Vivemos a era da “hospitalidade interna”. Já não existe espaço para oferecer uma experiência memorável ao consumidor sem proporcionar uma vivência positiva para quem está por trás dessa entrega. Em um mercado globalizado e cada vez mais competitivo, o grande diferencial passou a ser a capacidade de criar conexões reais. E isso não pode ser artificial. Essa coerência precisa nascer de uma cultura organizacional forte, saudável e engajada.
Hoje, o público não busca apenas status, mas também propósito e identificação. Segundo o relatório Global Luxury Stays Resilient Despite Economic Headwinds, publicado em 2025pela Bain & Company em parceria com a Altagamma, o mercado de luxo vive uma transformação importante, cada vez mais orientada por experiências, relacionamento e conexão emocional, e não apenas pelo produto em si. Nesse cenário, a forma como algo é entregue está diretamente ligada ao ambiente vivido pelas equipes.

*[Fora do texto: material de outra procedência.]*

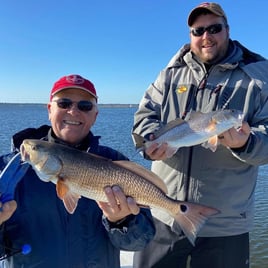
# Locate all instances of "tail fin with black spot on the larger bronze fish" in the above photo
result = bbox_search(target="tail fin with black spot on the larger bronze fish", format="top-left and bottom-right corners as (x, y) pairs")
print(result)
(173, 201), (220, 245)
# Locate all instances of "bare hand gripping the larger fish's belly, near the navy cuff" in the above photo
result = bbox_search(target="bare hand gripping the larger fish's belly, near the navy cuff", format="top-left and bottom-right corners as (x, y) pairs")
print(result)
(97, 186), (140, 222)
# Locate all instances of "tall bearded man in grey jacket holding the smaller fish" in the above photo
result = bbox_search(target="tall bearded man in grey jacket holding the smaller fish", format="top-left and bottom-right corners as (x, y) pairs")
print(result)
(133, 2), (268, 268)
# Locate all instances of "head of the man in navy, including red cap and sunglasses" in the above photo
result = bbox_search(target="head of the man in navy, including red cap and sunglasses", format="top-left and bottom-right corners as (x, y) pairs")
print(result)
(48, 75), (98, 145)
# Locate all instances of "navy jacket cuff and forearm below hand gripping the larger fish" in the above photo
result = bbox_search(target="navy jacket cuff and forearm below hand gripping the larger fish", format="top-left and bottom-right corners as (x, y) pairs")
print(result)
(103, 208), (155, 251)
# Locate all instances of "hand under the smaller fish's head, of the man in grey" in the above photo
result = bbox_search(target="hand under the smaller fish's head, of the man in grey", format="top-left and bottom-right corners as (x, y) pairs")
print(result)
(219, 122), (251, 148)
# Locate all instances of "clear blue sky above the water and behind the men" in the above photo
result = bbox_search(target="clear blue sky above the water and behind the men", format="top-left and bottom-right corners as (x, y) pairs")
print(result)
(0, 0), (268, 103)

Assim, a experiência de quem trabalha na empresa passa a ter papel estratégico na construção da marca. Ambientes saudáveis e alinhados a valores claros refletem diretamente na forma como as equipes se relacionam com clientes e parceiros, transformando a qualidade e a atenção aos detalhes em parte da cultura da empresa.

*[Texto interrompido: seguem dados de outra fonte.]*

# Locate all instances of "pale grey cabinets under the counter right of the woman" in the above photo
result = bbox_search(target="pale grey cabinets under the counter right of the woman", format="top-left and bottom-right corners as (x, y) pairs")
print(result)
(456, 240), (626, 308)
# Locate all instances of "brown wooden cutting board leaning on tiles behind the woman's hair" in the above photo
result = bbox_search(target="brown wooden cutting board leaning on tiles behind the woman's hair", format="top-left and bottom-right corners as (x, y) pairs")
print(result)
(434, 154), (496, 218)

Também existe uma mudança importante na forma como as novas gerações enxergam o trabalho. Profissionais mais jovens querem crescer, aprender e sentir que fazem parte de algo maior. Valorizam empresas com relações mais transparentes, menos hierárquicas e com preocupação real com bem-estar e desenvolvimento. Isso impacta diretamente o segmento de alto padrão, que depende profundamente da qualidade das relações humanas. O 2025 Global Impact Report, da Deloitte, reforça que culturas organizacionais sólidas e ambientes de trabalho saudáveis são fatores centrais para fortalecer relevância, confiança e reputação no mercado. Em um momento em que autenticidade se tornou um ativo valioso, não existe mais espaço para experiências artificiais.
Como o luxo chega ao consumidor
A conexão emocional segue essa mesma lógica. O “charme” que o consumidor percebe em uma marca está justamente nos detalhes menos visíveis: no tom de voz, no acolhimento e na atenção dedicada em cada interação. E isso só acontece de forma genuína quando o profissional se sente valorizado, reconhecido e seguro dentro do próprio ambiente de trabalho.
Independentemente do segmento – seja moda, design, hotelaria ou gastronomia –, a lógica da hospitalidade precisa estar acima de uma relação puramente comercial. Um atendimento mecânico vai na direção oposta dessa experiência mais sofisticada e muitas vezes reflete uma cultura interna que falhou em cuidar das próprias pessoas. Hoje, o consumidor espera ser recebido de forma mais personalizada, buscando conexões reais e relações mais humanas. Por isso, empresas que querem construir relevância e longevidade precisam unir desenvolvimento humano e estratégia de negócio. Uma coisa não existe sem a outra. Não é possível transmitir refinamento sem cultivar esse cuidado dentro da própria empresa. O zelo precisa aparecer em toda a jornada, desde as relações internas até o contato final com o cliente.
Quando observamos os negócios mais admirados do mundo, percebemos que o sucesso está no equilíbrio entre eficiência e sensibilidade. Hoje, sofisticação também significa presença, escuta e atenção genuína. Mais do que impressionar, as marcas precisam criar conexões e memórias afetivas duradouras. E isso não nasce apenas de grandes investimentos ou estratégias complexas, mas de pessoas motivadas e emocionalmente conectadas ao propósito da empresa.
No fim, o consumidor percebe o que acontece nos bastidores. Ele identifica quando existe coerência entre discurso e prática, quando as relações são verdadeiras e quando o cuidado vai além da superfície. Em um mundo cada vez mais acelerado, automatizado e padronizado, o maior diferencial das marcas será justamente aquilo que não pode ser automatizado, ou seja, o fator humano. Porque a experiência emocional que chega ao cliente começa muito antes do produto, ela nasce no dia a dia das pessoas que constroem a marca todos os dias.